Il senso si rende manifesto solo ed esclusivamente nella significazione (la quale dona sé stessa a partire da sé stessa), e quindi nella sfera Storica e rimemorante, ci troviamo davanti ad una continua lettura ermeneutica, da cui in ogni parte vengono scorte le componenti di nuovi sensi, in un processo infinito.

Ogni fenomeno, come punto di vista, viene preso, considerato e reso tale in ogni angolazione possibile per la Coscienza.

Mi sovviene quella rilettura che fece Carmelo Bene del testo di Alfred de Musset "Lorenzaccio", in cui nella frase finale il protagonista, che aveva meditato e organizzato in tutto il dramma l'uccisione del duca Alessandro, dopo aver compiuto l'atto dice "non nego la Storia, ma io non c'ero" estromettendosi totalmente dal campo dell'azione.

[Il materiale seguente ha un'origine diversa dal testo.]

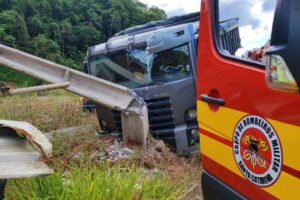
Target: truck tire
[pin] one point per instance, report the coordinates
(2, 188)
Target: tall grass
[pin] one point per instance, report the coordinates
(97, 183)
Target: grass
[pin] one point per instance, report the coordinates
(149, 174)
(96, 183)
(47, 113)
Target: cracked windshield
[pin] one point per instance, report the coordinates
(134, 68)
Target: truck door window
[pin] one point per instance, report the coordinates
(251, 38)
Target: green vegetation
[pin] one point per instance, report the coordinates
(62, 30)
(101, 182)
(81, 173)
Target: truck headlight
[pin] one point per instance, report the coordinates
(103, 123)
(192, 114)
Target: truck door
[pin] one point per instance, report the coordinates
(249, 133)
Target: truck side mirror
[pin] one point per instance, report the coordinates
(174, 37)
(85, 67)
(283, 60)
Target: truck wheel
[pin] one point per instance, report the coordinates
(2, 188)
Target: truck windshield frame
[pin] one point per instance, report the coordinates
(134, 68)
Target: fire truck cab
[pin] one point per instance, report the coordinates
(248, 112)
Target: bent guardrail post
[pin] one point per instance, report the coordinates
(134, 111)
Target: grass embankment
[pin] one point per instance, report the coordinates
(154, 173)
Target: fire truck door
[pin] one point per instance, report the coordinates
(249, 134)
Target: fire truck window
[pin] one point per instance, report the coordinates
(245, 28)
(171, 65)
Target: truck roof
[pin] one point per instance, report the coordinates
(154, 25)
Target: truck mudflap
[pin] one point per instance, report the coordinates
(24, 151)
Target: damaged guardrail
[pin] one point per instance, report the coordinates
(134, 111)
(24, 151)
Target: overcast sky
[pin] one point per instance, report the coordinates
(256, 16)
(175, 7)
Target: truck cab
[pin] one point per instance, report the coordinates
(248, 109)
(158, 61)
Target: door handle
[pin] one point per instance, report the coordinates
(212, 100)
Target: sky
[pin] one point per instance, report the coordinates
(256, 16)
(173, 8)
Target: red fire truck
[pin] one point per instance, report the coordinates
(248, 112)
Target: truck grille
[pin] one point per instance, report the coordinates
(161, 120)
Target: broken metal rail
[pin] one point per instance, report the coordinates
(134, 112)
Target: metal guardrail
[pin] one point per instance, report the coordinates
(134, 111)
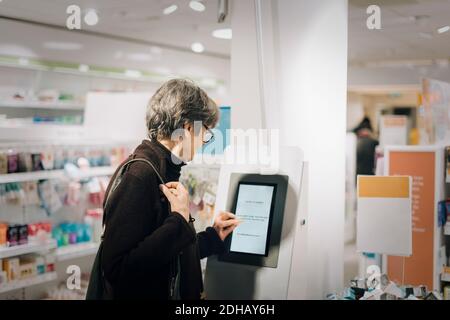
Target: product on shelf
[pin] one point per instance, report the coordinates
(22, 234)
(3, 234)
(39, 232)
(40, 265)
(25, 267)
(3, 162)
(13, 161)
(25, 162)
(12, 268)
(3, 277)
(94, 219)
(13, 235)
(21, 158)
(50, 260)
(447, 293)
(72, 233)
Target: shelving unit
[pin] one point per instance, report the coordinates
(26, 249)
(20, 284)
(76, 251)
(58, 105)
(53, 174)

La Storia, dunque, non è nient'altro che una ri-scrittura della memoria e dei suoi vuoti.

Facciamo caso che l'umanità abbia avuto inizio esattamente come accade per la vita di un essere umano. Immaginiamoci un' umanità neonata, dotata di una pura volontà, e per ciò stesso incorrotta. Un'umanità piangente e desiderante.
La volontà di potenza, meglio intesa nella rilettura di Deleuze come affrancamento totale dall'io, e non come brama di dominio e prevaricazione.
Ebbene quell'umanità non possiederebbe alcun senso, e questo sin dal principio (alla faccia di ogni assurdità metafisica).
Dopodiché arriva la scrittura, dunque la registrazione, il ricordo. Ci si "migliora". Si inventa un metodo... (ogni metodo funziona come inganno). Ci si trova fra le mani una Storia.
Ma che cos'è questa Storia?
E' sempre nient'altro che Storia di Altro. Non può essere mai, infatti, la Nostra Storia (anche perché quel Nostro è sempre posseduto da Altro).
Per questo l'attimo rimane sempre identico a se stesso, e come tale sempre pre-istorico: perché dall' atto, ogni qualsiasi interpretazione dotata di senso, non può esserle pensata in alcun modo conseguente.

La Storia sta all'attimo, come l'io sta al soggetto.

Così, quando Nietzsche farneticava intorno all'eterno ritorno, intendeva forse dir questo: che non vi è mai stata una Storia, e che ogni attimo è sempre il medesimo. Tutto il resto è una grande Narrazione che utilizziamo al fine di essere artefici della nostra evoluzione, in attesa di quel giorno in cui finalmente potremmo dirci "fortificati", ed essere totalmente gettati nel regno ineffabile e indicibile dell'atto, fuori dal segmento già compiuto che si rende manifesto nell' inizio e nella fine.


Se "la storia si ripete sempre due volte: la prima volta come tragedia, la seconda come farsa", alla terza i gentili signori saranno pur molto stanchi.